According to an article posted on the Economic Voice, if the domestic recovery is ever to take off, it will be because small businesses are expanding, buying equipment, and hiring new employees. After the financial crises, banks all but turned their backs on these firms, citing high credit risks and abundant losses already on their books from “toxic” mortgage-backed securities.
According to the article, Citibank, Chase, Bank of America, and Wells Fargo, recently released press releases proclaiming their increasing support of this sector with statistics that seem to defy the actual reality of the marketplace. However, the article cites Raymond J. Keating, chief economist at the Small Business & Entrepreneurship Council, saying, “Many small businesses are either struggling to get by or simply keeping their powder dry when it comes to capital investments, hiring and borrowing.” He objected that the majority of banks that he surveyed did not see any increase since most small-business owners are holding back due to the uncertainty in the economy.
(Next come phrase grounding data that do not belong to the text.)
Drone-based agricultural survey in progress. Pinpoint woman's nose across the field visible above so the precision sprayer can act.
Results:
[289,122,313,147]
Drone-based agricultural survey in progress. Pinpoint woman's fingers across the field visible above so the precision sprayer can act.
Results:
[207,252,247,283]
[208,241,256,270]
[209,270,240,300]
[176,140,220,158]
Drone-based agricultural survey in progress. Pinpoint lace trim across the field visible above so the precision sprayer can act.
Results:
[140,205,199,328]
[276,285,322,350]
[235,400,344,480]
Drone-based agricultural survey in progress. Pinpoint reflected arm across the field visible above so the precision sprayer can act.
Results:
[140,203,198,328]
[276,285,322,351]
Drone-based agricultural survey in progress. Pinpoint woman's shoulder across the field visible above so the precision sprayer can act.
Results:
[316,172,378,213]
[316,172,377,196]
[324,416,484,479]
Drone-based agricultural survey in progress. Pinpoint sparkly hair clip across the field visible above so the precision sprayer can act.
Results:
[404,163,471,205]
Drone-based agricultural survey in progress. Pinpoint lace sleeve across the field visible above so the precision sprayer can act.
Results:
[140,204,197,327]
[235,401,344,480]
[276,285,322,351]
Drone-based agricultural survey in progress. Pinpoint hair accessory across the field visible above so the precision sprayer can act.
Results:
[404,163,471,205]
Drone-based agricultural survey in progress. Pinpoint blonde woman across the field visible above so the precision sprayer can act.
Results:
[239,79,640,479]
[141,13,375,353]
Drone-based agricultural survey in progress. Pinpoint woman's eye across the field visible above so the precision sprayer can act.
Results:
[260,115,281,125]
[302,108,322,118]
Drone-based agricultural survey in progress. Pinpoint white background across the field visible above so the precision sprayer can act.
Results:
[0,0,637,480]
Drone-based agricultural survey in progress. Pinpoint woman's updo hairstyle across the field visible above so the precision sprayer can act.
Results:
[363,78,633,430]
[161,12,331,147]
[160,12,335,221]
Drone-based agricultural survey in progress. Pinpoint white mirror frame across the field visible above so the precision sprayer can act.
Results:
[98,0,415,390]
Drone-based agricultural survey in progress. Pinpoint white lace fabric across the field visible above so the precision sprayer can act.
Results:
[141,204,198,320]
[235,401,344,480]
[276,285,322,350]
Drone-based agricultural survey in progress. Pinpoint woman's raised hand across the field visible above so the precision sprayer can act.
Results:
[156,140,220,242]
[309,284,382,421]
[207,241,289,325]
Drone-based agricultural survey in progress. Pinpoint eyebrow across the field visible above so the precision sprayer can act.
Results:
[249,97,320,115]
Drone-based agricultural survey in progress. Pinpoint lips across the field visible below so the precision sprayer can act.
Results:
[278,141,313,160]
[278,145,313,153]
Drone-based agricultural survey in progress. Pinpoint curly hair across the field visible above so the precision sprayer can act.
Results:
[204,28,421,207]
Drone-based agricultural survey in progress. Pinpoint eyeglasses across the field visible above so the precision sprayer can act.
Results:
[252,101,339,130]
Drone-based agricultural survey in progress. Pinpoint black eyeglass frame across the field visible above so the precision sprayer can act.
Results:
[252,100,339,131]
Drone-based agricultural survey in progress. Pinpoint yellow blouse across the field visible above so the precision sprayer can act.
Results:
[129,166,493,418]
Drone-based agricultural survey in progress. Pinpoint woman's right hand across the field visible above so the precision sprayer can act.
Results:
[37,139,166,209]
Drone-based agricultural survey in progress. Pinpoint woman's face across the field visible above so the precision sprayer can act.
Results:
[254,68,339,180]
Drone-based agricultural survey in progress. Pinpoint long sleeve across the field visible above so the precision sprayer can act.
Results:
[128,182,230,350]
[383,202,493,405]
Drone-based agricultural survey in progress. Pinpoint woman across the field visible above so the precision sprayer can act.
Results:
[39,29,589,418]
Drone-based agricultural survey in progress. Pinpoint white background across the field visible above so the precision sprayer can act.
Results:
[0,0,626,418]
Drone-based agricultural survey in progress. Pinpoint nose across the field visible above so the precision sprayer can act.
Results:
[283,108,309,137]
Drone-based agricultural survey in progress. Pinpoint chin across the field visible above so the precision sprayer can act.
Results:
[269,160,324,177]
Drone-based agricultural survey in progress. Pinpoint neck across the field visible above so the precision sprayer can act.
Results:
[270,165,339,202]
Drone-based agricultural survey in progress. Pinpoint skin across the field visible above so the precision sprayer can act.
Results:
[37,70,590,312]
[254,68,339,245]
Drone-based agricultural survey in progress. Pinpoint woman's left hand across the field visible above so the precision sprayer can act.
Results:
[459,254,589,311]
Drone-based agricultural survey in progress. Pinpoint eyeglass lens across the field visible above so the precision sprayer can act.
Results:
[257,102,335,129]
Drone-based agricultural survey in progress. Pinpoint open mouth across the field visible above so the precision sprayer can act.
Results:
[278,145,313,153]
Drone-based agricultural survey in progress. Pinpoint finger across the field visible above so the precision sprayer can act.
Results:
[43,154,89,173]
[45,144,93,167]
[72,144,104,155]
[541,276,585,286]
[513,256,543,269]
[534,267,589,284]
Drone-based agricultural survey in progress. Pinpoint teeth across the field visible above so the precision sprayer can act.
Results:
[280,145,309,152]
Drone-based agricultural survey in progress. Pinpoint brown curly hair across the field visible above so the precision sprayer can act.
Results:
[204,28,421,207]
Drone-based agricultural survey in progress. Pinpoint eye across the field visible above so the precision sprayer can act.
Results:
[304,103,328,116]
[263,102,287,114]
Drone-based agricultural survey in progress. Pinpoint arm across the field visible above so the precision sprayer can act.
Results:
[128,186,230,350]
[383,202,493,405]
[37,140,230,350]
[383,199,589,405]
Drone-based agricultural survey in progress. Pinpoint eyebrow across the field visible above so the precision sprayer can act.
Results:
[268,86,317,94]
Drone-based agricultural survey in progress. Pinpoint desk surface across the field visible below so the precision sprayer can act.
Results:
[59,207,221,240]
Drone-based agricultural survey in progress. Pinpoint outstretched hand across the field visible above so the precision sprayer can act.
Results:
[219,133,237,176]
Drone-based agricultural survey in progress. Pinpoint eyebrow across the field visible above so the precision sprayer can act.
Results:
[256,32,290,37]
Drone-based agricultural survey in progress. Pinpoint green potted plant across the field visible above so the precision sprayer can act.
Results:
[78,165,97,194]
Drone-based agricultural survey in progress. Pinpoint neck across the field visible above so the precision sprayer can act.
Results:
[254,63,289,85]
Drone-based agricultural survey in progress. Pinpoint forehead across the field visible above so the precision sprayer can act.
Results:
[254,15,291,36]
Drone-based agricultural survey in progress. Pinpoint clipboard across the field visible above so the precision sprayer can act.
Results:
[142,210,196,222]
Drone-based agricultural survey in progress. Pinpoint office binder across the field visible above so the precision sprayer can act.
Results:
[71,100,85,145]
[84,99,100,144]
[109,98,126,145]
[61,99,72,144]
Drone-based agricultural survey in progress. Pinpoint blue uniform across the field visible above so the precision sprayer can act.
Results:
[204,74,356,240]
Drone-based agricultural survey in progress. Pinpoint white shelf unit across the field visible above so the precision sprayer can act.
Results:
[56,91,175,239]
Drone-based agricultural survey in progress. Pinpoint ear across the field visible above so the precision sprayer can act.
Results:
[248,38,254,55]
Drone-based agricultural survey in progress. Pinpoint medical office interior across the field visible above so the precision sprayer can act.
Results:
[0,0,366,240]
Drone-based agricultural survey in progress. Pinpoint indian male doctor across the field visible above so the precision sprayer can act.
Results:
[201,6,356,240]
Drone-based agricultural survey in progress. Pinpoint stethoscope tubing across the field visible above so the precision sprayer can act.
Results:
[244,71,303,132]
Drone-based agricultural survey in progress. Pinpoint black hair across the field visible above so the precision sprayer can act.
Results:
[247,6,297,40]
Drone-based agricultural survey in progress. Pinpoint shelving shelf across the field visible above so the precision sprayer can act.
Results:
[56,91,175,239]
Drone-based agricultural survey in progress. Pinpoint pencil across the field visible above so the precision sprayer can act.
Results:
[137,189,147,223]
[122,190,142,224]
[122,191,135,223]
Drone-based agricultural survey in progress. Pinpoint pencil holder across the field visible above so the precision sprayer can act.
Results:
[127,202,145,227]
This article also cites Ami Kassar, founder and CEO of Philadelphia-based MultiFunding, who also takes issue with the claims of the “Big Four” banks. Mr. Kassar notes that the banks’ definition of a small business includes firms with as much as $20 million in annual revenue which are more stable, less risky, and able to get the attention of large banks. He stated that the inclusion of these banks in the banking data misrepresents their true support of the small-business sector, where annual revenues are more likely to be $1 to $2 million a year. From IRS data, some 95%, or nearly 25 million, of the businesses that file tax returns have less than $1 million in annual sales.